Despite a strong focus on understanding the diversity, behaviour and functional roles of fish on coral reefs, we know far less about how their fish communities are structured. In most aquatic communities, gape limitation and ontogenetic niche shifts produce communities that are size structured, where predators are larger than their prey. Our expectation is that reef fish communities should also be size structured, though this has not been formally tested. In a paper published in a special body size themed issue of the Canadian Journal of Fisheries & Aquatic Sciences, myself and Dr. Julia Baum examined the case for size structuring in the coral reef fish community at Kiritimati Atoll.
Size-structured communities are characterised by two major patterns. First, the relationship between abundance and body size (or size spectrum) will be negative, consistent with the inefficient transfer of energy between trophic levels that constrains the abundance of predators to be lower that the abundance of their prey. Second, trophic position will increase with body size, reflecting the tight correlation between an individual’s body size and its position in the food web.
We examined the community structure at Kiritimati (Christmas) Island, the world’s largest atoll. Using underwater visual census data and stable isotope analysis of collected fish specimens, we found strong evidence for size structuring in the reef fish community where 1) size spectrum slope was negative and 2) trophic position increased with body mass, both across species (Figure 1a, 1b) and across individuals irrespective of species (Figure 1c, 1d).

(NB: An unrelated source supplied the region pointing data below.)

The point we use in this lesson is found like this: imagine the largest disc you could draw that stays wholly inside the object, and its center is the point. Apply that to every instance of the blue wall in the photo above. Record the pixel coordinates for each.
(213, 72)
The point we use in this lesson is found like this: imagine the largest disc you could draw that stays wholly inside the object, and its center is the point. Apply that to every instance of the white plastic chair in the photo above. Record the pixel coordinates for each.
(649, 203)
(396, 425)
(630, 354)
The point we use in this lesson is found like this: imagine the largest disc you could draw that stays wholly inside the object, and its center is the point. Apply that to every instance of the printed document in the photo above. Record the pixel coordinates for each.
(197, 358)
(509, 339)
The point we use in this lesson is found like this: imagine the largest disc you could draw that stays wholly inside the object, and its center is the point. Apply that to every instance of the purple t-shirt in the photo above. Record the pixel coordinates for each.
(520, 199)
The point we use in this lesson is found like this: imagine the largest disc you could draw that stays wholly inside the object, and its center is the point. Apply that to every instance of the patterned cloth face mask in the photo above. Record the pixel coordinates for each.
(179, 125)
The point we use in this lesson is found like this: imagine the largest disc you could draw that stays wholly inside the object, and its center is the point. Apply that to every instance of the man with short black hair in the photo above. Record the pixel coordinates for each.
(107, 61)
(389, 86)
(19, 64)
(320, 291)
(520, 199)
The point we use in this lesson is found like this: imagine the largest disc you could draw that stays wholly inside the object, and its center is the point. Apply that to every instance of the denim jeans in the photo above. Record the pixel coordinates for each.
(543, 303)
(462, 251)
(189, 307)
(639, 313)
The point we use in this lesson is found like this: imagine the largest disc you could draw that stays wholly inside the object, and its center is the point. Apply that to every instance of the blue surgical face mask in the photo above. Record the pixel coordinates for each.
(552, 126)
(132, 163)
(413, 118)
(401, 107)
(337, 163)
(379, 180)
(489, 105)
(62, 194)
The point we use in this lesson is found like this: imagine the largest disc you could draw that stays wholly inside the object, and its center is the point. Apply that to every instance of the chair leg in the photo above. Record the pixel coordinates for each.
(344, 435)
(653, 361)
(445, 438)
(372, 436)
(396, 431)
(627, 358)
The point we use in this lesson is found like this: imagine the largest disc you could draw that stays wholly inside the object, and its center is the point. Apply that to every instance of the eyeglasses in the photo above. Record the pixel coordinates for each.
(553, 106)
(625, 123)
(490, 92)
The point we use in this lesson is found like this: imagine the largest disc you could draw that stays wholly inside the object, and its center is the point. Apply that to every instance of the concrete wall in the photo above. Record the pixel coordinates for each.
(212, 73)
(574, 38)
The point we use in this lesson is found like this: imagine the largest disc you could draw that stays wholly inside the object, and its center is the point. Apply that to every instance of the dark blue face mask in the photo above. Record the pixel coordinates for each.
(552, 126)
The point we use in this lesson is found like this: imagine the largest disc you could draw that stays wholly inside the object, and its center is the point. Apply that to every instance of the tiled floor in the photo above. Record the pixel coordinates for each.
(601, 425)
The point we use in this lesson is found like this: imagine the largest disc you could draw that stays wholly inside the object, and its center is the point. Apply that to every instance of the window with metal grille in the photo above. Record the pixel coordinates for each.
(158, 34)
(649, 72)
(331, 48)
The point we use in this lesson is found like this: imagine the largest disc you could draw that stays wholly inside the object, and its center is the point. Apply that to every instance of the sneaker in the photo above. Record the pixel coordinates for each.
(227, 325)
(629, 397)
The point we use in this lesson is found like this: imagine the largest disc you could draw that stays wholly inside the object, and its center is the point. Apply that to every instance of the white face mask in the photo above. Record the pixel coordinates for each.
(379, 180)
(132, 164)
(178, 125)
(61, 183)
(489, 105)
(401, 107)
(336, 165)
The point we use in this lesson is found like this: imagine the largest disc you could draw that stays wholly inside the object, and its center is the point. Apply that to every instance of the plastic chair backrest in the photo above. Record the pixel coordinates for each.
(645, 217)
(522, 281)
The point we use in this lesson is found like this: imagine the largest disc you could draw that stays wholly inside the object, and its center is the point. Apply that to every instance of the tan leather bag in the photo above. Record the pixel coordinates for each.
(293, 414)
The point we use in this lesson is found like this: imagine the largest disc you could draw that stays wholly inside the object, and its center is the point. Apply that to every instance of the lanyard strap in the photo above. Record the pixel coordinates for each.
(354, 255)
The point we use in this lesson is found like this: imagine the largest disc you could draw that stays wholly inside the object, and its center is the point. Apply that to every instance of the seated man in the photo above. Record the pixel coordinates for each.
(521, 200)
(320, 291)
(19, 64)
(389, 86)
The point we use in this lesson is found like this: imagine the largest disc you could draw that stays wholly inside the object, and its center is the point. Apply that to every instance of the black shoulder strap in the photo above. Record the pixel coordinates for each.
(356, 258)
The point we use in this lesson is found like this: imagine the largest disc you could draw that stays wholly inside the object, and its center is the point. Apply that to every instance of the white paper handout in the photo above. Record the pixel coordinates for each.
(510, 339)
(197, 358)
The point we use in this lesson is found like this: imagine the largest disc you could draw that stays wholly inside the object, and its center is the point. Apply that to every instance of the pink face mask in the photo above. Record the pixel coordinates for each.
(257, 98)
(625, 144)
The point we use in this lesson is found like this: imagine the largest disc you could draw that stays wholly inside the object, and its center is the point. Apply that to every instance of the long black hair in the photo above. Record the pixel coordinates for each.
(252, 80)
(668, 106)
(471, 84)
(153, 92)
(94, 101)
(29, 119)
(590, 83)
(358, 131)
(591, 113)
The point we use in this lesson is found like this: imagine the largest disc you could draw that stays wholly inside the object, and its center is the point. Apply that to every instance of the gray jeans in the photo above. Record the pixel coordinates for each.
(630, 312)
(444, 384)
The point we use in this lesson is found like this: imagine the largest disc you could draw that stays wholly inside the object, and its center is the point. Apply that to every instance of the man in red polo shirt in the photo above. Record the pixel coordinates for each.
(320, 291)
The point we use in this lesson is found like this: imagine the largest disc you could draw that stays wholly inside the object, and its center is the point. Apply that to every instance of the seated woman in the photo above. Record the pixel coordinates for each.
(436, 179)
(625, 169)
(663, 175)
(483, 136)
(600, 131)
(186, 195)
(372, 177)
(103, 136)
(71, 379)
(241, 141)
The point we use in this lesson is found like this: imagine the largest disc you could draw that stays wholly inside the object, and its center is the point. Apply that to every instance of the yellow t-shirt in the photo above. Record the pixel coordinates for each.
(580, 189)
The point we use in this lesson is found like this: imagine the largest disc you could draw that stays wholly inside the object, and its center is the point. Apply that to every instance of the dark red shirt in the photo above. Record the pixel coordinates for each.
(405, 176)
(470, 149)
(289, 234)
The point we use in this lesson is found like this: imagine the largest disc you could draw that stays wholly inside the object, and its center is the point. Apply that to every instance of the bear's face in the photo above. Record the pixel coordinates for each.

In a direct test of metabolic theory, we also examined how abundance ~ body size relationships changed depending on how energy is used within subsets of the community. We predicted that individuals competing for energy through predation (i.e. piscivores, invertivores, corallivores) would have steeper size spectra than individuals sharing a common energy source (i.e. herbivores, detritivores). The size spectrum of our ‘carnivore’ community was steeper than the size spectrum of our ‘herbivore’ community (Figure 2), indicating that is is important to consider how energy is utilised by different compartments of the food web before attempting to understand patterns in community structure.